Nell Minow of Common Sense Media was concerned about the movie's excessive use of adult humor in a PG rated movie as described "Too dumb and too vulgar for anyone".

==Home media==
See Spot Run was released on VHS and DVD by Warner Home Video on August 28, 2001.

== Soundtrack ==
1. "Atomic Dog" - George Clinton
2. "Can't Smile Without You" - Barry Manilow
3. "Bust a Move" - Young MC
4. "Dog" - Milo Z
5. "At Last" - Etta James
6. "Mr.

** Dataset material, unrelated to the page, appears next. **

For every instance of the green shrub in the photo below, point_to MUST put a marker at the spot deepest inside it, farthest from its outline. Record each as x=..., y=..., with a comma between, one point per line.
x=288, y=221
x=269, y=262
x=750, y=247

Sandman" - The Chordettes
7. "Hampster Dance" - Hampton the Hampster
8. "For Once in My Life" - Stevie Wonder
9. "As Long as You're Loving Me" - Vitamin C

==Box office==
The film opened at #3 at the North American box office making $9.7 million USD in its opening weekend, behind Hannibal and The Mexican, the latter of which opened at the top spot. Despite this, it was a success and went on to gross over $43 million worldwide, in part because the film featured the first trailer for the already-heavily anticipated Harry Potter and the Sorcerer's Stone.